Medicamentos marcam mudança na visão global sobre obesidade

Em cláusula publicado no JAMA, especialistas da OMS destacam que os GLP-1 representam mais do que um progresso científico: sinalizam uma mudança no entendimento da obesidade, de “requisito relacionada ao estilo de vida” para doença crônica complexa e tratável.

A organização também alertou para a premência de ampliar a fabricação e o entrada aos medicamentos.
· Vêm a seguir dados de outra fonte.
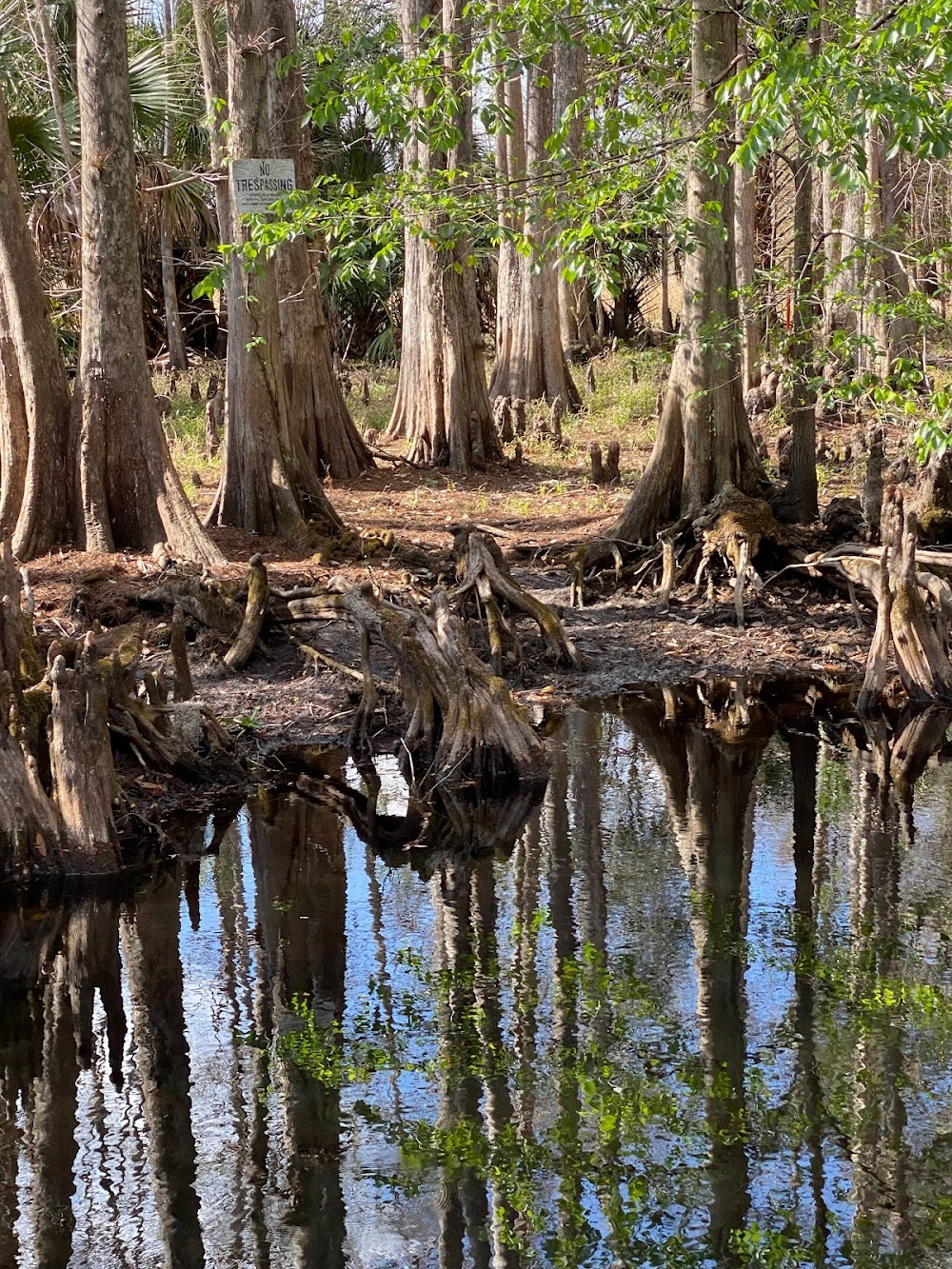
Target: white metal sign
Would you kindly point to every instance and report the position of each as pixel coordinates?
(257, 183)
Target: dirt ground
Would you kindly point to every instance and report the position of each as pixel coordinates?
(535, 506)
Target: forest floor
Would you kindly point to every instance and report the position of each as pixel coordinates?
(794, 628)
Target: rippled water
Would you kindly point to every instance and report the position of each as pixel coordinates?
(691, 1009)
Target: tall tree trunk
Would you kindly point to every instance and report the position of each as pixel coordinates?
(315, 400)
(531, 362)
(167, 247)
(36, 503)
(52, 77)
(803, 486)
(129, 492)
(704, 441)
(268, 483)
(574, 308)
(442, 406)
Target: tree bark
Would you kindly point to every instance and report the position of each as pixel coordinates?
(36, 504)
(316, 404)
(131, 495)
(174, 339)
(268, 483)
(574, 308)
(704, 441)
(803, 491)
(442, 406)
(529, 361)
(745, 256)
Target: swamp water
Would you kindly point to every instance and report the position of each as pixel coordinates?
(695, 1009)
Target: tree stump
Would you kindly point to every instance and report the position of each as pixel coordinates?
(483, 571)
(60, 792)
(518, 408)
(464, 724)
(503, 416)
(613, 473)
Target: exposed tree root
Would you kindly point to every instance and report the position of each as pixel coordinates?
(255, 605)
(902, 620)
(60, 803)
(464, 724)
(731, 525)
(483, 571)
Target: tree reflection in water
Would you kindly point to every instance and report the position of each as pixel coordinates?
(689, 1009)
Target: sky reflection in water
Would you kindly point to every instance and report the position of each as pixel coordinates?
(693, 1010)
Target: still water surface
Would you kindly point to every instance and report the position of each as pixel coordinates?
(693, 1009)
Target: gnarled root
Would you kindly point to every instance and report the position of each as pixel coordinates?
(483, 571)
(902, 617)
(464, 724)
(59, 792)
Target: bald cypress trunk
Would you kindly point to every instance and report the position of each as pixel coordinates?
(129, 492)
(36, 499)
(316, 404)
(704, 439)
(268, 483)
(442, 405)
(529, 357)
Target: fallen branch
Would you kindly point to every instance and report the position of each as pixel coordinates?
(255, 605)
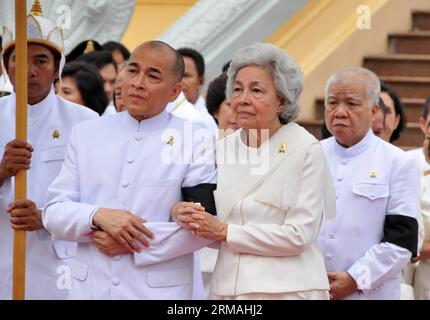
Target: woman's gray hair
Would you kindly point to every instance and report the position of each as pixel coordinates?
(286, 73)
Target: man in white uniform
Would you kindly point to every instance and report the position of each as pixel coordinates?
(194, 78)
(122, 176)
(50, 119)
(375, 232)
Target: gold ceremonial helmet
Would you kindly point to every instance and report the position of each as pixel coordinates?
(39, 30)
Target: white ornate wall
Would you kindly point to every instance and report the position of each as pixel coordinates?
(101, 20)
(217, 28)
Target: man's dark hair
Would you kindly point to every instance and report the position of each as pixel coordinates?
(179, 66)
(80, 49)
(198, 59)
(216, 94)
(398, 107)
(89, 83)
(100, 59)
(112, 46)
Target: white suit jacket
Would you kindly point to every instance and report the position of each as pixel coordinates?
(120, 163)
(376, 184)
(45, 257)
(273, 204)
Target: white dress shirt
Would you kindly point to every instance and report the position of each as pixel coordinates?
(120, 163)
(49, 125)
(418, 154)
(374, 181)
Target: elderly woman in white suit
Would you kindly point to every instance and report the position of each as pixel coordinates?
(273, 188)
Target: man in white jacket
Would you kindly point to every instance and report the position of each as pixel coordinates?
(375, 232)
(122, 176)
(50, 120)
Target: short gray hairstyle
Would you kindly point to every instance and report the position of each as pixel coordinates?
(371, 82)
(286, 73)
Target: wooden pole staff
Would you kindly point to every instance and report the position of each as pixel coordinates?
(18, 292)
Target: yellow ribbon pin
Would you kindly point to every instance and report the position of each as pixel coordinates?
(56, 134)
(171, 140)
(283, 148)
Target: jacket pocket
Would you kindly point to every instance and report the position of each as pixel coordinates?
(372, 191)
(53, 154)
(159, 183)
(169, 278)
(79, 270)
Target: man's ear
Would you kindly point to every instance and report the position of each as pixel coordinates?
(375, 109)
(176, 91)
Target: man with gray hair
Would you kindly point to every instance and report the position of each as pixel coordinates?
(377, 185)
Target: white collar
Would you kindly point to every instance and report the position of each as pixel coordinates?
(200, 103)
(150, 124)
(357, 148)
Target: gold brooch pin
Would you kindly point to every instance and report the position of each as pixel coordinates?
(56, 134)
(171, 140)
(283, 148)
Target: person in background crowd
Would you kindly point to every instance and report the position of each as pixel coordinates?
(118, 101)
(219, 108)
(420, 153)
(119, 53)
(375, 232)
(6, 87)
(108, 70)
(192, 82)
(421, 279)
(378, 124)
(82, 48)
(395, 119)
(82, 84)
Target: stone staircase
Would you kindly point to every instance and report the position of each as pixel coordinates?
(406, 68)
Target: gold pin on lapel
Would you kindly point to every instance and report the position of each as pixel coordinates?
(171, 140)
(282, 148)
(56, 134)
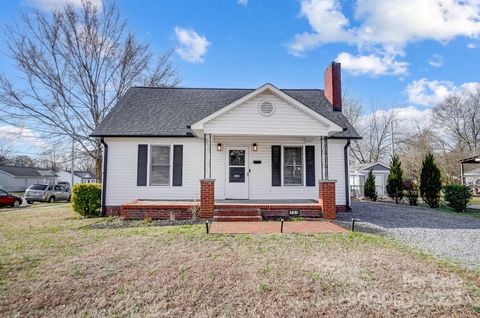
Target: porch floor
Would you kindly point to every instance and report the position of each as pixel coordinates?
(269, 202)
(274, 227)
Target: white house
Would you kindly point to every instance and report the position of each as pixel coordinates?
(359, 174)
(268, 149)
(17, 179)
(79, 177)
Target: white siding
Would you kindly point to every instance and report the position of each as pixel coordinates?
(287, 120)
(122, 171)
(260, 179)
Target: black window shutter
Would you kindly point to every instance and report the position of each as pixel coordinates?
(142, 161)
(276, 166)
(310, 165)
(177, 165)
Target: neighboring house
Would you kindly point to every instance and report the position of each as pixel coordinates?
(472, 177)
(79, 177)
(17, 179)
(277, 150)
(359, 174)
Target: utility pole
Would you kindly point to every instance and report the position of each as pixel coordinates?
(393, 144)
(73, 161)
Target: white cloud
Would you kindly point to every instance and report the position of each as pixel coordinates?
(407, 119)
(431, 92)
(388, 26)
(371, 64)
(16, 137)
(52, 5)
(191, 46)
(328, 24)
(436, 60)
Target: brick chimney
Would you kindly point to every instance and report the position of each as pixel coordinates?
(333, 85)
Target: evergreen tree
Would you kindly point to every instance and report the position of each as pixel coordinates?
(395, 180)
(370, 191)
(430, 181)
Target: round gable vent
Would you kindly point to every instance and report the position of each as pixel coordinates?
(266, 108)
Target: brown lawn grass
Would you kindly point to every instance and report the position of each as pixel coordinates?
(51, 265)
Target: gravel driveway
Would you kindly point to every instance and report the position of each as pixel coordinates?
(448, 236)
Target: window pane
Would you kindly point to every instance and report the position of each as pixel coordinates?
(160, 155)
(160, 175)
(293, 175)
(293, 156)
(237, 175)
(293, 166)
(237, 157)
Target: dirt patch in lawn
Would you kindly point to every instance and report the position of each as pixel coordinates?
(53, 266)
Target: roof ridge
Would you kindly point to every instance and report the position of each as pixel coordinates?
(225, 88)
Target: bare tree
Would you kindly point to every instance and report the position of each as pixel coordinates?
(75, 64)
(458, 117)
(375, 128)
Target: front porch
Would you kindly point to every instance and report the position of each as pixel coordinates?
(232, 210)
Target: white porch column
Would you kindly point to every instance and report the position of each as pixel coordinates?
(208, 156)
(323, 158)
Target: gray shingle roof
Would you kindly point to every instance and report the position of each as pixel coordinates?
(160, 111)
(20, 171)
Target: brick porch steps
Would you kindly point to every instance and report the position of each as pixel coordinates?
(237, 215)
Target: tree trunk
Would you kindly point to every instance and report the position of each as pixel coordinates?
(98, 160)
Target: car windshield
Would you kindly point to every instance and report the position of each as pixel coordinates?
(37, 187)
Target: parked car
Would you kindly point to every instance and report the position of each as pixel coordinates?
(46, 193)
(65, 184)
(9, 199)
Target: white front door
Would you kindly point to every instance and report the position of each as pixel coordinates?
(237, 173)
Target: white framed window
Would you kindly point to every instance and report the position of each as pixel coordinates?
(293, 165)
(266, 108)
(160, 165)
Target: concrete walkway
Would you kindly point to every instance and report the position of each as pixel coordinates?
(274, 227)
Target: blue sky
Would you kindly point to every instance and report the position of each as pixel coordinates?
(398, 53)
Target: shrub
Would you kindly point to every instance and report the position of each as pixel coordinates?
(369, 190)
(86, 199)
(411, 191)
(430, 181)
(395, 180)
(458, 196)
Mesmo com a expansão da produção, estima-se que menos de 10% das pessoas que poderiam se beneficiar dos GLP-1 terão entrada a eles até 2030.

A OMS reforça que os medicamentos devem integrar uma estratégia ampla de cuidados, que inclui orientação profissional, dietas equilibradas e atividade física regular.

OMS apoia GLP-1 em novidade diretriz, mas faz algumas ressalvas – Imagem: oleschwander/Shutterstock
Leandro Costa Criscuolo

Colaboração para o Olhar Do dedo

Leandro Criscuolo é jornalista formado pela Faculdade Cásper Líbero. Já atuou porquê copywriter, exegeta de marketing do dedo e gestor de redes sociais. Atualmente, escreve para o Olhar Do dedo.

Layse Ventura

Editor(a) SEO

Layse Ventura no LinkedIn

Layse Ventura é jornalista (Uerj), rabi em Engenharia e Gestão do Conhecimento (Ufsc) e pós-graduada em BI (Conquer). Acumula quase 20 anos de experiência porquê repórter, copywriter e SEO.